Report: State courts and private debt companies are hurting consumers
Stephon Johnson | 3/1/2018, 10:18 a.m.
“In Virginia, professionals who borrowed money for school or technical training run the risk of losing their professional licenses if they run into trouble paying their student loans,” said VanValkenburg in a statement. “People can’t pay their loans if they’ve lost the ability to work. As a teacher, I see students limiting their career choices because of increasing levels of student loan debt. We need teachers, firefighters and health care professionals.”
Locally, New York State Attorney General Eric Schneiderman joined 20 other AGs and signed off on a letter to Education Secretary Betsy DeVos demanding they not reauthorize the accrediting agency, Accrediting Council for Independent Colleges and Schools, that approved of predatory loans for for-profit schools.
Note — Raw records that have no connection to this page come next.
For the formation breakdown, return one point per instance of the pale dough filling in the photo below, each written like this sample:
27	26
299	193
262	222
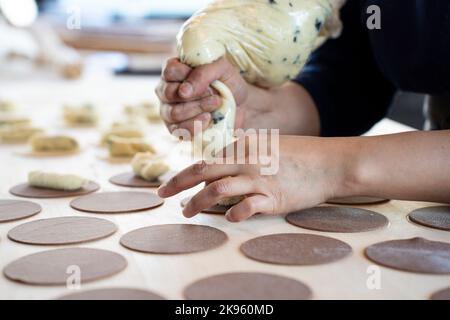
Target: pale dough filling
148	167
45	143
128	147
269	41
48	180
18	133
147	110
84	115
121	131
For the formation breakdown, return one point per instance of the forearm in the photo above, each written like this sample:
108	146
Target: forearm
408	166
288	108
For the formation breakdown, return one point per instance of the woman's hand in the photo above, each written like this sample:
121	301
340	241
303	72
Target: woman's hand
186	95
310	171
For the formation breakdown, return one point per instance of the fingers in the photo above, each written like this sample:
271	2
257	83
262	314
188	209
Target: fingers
194	175
180	129
188	110
199	79
168	92
249	207
216	191
175	71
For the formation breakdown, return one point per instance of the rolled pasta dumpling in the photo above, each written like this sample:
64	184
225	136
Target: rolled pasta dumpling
148	167
48	180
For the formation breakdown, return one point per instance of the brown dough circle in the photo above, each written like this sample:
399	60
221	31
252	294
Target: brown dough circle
434	217
113	294
174	238
357	200
413	255
51	267
27	191
117	202
62	230
295	249
337	219
11	210
129	179
213	210
247	286
441	295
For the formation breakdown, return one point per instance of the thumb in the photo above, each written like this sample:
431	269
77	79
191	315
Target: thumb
199	79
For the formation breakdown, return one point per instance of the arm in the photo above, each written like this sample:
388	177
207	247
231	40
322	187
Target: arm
289	108
311	170
408	166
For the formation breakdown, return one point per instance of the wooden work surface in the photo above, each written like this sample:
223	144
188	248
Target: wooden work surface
169	274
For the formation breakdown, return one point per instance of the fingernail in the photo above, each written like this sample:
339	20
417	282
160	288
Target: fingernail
228	216
186	90
173	127
162	190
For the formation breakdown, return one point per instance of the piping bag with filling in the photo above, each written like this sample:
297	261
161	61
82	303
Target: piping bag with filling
268	40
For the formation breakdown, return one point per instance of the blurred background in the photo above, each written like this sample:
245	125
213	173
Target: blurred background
67	38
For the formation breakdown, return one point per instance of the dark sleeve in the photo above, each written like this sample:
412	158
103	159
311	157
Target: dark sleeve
344	81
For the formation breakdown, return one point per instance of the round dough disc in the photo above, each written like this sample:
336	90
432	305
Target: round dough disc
357	200
247	286
11	210
433	217
117	202
113	294
414	255
129	179
441	295
213	210
27	191
337	219
56	267
295	249
174	238
62	230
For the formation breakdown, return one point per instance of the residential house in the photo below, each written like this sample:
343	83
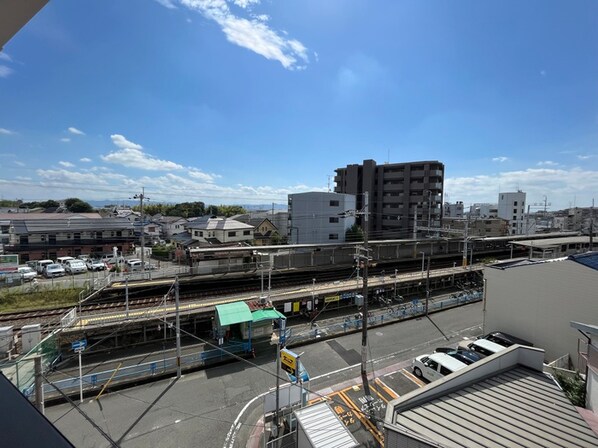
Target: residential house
504	400
537	299
54	237
220	231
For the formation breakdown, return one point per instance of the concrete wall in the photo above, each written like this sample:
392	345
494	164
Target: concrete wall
537	302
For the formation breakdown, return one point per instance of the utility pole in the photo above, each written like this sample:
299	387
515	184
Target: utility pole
141	197
178	327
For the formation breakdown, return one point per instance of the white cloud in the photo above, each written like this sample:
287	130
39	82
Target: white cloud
75	131
5	71
255	35
123	143
200	175
130	155
167	4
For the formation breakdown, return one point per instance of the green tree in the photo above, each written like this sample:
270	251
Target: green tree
353	234
77	205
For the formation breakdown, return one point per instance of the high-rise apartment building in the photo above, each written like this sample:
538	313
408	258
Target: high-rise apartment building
402	196
511	206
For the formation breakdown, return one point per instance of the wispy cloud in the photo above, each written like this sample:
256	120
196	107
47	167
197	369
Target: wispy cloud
132	156
253	34
167	4
75	131
5	71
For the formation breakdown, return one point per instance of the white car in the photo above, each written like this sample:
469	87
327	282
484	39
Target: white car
95	265
75	266
435	366
27	273
53	270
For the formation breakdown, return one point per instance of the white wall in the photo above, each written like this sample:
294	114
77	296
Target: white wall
537	302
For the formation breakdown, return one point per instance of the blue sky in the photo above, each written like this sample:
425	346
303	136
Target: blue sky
245	101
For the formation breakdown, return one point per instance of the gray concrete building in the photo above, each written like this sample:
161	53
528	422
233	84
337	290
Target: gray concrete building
314	217
402	196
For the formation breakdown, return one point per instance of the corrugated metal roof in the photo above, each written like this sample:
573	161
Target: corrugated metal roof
261	315
517	408
589	259
323	428
233	313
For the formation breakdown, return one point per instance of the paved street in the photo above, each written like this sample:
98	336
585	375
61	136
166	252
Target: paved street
200	408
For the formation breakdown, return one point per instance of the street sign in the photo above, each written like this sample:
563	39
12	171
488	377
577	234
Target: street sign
288	361
79	345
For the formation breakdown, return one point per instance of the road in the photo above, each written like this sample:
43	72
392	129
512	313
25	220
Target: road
200	408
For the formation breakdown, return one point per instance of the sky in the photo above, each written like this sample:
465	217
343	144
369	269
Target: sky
246	101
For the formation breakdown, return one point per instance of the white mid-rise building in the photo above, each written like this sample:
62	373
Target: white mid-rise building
315	217
511	206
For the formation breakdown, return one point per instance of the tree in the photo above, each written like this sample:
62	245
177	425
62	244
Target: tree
353	234
77	205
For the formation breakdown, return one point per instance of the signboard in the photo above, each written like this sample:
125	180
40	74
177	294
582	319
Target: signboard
9	263
331	299
79	346
288	361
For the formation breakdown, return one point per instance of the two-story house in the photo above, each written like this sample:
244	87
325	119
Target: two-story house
220	231
54	237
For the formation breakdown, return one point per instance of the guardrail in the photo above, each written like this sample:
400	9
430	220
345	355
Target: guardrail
96	380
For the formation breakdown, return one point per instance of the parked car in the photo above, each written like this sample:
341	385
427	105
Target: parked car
505	339
483	347
75	266
435	366
27	273
39	267
62	260
465	356
53	270
95	265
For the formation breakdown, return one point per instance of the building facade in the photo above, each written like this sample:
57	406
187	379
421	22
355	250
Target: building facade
315	217
34	239
511	206
402	196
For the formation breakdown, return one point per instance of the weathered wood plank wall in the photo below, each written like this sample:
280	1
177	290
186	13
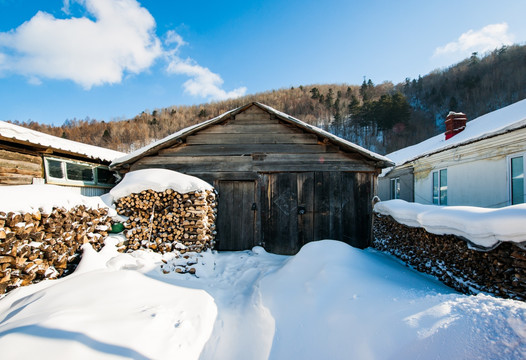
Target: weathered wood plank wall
303	187
18	168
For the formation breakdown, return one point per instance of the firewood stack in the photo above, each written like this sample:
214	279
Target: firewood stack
41	246
167	221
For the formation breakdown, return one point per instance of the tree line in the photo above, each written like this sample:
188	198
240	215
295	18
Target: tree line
381	117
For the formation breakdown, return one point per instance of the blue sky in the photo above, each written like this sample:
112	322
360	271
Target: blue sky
109	59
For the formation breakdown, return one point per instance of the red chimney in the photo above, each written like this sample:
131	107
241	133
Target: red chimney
455	123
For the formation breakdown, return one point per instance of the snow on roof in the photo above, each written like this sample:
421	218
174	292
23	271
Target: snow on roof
22	134
494	123
167	141
157	180
43	198
485	228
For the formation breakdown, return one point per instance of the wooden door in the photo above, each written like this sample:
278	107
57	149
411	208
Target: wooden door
287	211
236	215
297	208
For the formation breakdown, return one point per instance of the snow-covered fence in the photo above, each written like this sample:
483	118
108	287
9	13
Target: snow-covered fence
469	249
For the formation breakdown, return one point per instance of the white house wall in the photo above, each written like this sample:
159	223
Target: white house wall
477	173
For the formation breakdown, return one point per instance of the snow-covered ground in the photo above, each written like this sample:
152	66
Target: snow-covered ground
330	301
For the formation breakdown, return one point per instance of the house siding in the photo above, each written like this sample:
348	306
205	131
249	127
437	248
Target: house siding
477	172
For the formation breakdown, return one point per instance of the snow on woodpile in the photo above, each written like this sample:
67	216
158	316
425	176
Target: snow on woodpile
484	227
167	211
19	133
42	229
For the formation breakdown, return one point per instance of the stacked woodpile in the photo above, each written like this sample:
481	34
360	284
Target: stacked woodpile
501	271
37	246
167	221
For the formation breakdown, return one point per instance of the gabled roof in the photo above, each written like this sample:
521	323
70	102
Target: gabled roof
381	161
495	123
21	135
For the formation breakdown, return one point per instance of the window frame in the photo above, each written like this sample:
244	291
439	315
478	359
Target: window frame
509	176
438	199
64	180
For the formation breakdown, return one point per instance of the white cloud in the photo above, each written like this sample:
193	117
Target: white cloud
174	38
119	38
88	52
488	38
65	6
202	82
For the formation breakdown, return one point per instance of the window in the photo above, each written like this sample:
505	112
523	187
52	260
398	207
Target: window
517	179
79	172
62	171
440	187
395	188
54	169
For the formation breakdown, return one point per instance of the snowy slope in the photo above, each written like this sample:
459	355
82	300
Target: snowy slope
330	301
11	131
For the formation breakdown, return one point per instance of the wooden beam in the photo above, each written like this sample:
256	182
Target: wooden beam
252	139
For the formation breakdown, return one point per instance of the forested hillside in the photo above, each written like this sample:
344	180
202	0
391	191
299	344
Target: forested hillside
381	117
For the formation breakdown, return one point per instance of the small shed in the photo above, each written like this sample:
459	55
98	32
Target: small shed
32	157
281	182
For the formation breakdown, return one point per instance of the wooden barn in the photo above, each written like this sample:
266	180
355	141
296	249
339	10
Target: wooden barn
281	182
32	157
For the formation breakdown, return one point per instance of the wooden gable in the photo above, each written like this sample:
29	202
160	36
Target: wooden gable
281	183
251	142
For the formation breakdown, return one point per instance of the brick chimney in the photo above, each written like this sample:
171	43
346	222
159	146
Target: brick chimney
455	123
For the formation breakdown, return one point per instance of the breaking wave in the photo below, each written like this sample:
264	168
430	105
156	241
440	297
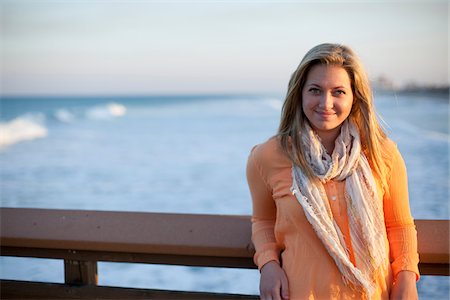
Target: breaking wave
23	128
105	112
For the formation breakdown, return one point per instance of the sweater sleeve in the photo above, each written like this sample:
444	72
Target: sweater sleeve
264	212
401	231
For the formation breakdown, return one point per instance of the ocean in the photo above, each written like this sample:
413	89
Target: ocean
182	154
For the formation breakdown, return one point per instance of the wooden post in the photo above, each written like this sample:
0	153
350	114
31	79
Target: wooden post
78	272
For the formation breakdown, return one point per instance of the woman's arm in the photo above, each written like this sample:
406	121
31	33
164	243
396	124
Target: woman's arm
273	283
401	230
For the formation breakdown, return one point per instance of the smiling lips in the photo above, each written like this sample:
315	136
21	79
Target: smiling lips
325	114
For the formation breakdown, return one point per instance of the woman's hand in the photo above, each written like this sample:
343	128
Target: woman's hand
405	286
274	283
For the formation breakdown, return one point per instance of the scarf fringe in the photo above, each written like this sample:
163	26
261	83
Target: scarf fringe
365	214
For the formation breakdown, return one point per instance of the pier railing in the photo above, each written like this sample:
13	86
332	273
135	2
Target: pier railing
83	238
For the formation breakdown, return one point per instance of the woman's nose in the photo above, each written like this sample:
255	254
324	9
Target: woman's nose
326	101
“For years, thousands of students were duped into pursuing degree programs that essentially had no real world value—saddling many New Yorkers with mountains of debt and very few job prospects,” stated Schneiderman. “As an accreditor, ACICS had a basic responsibility to protect those students, but, instead, allowed them to be taken advantage of by predatory for-profit colleges. Secretary DeVos must do her job to protect students by rejecting ACICS’s petition to regain its status as a nationally recognized accreditor. ACICS thoroughly failed students before and it cannot be entrusted with that responsibility again.”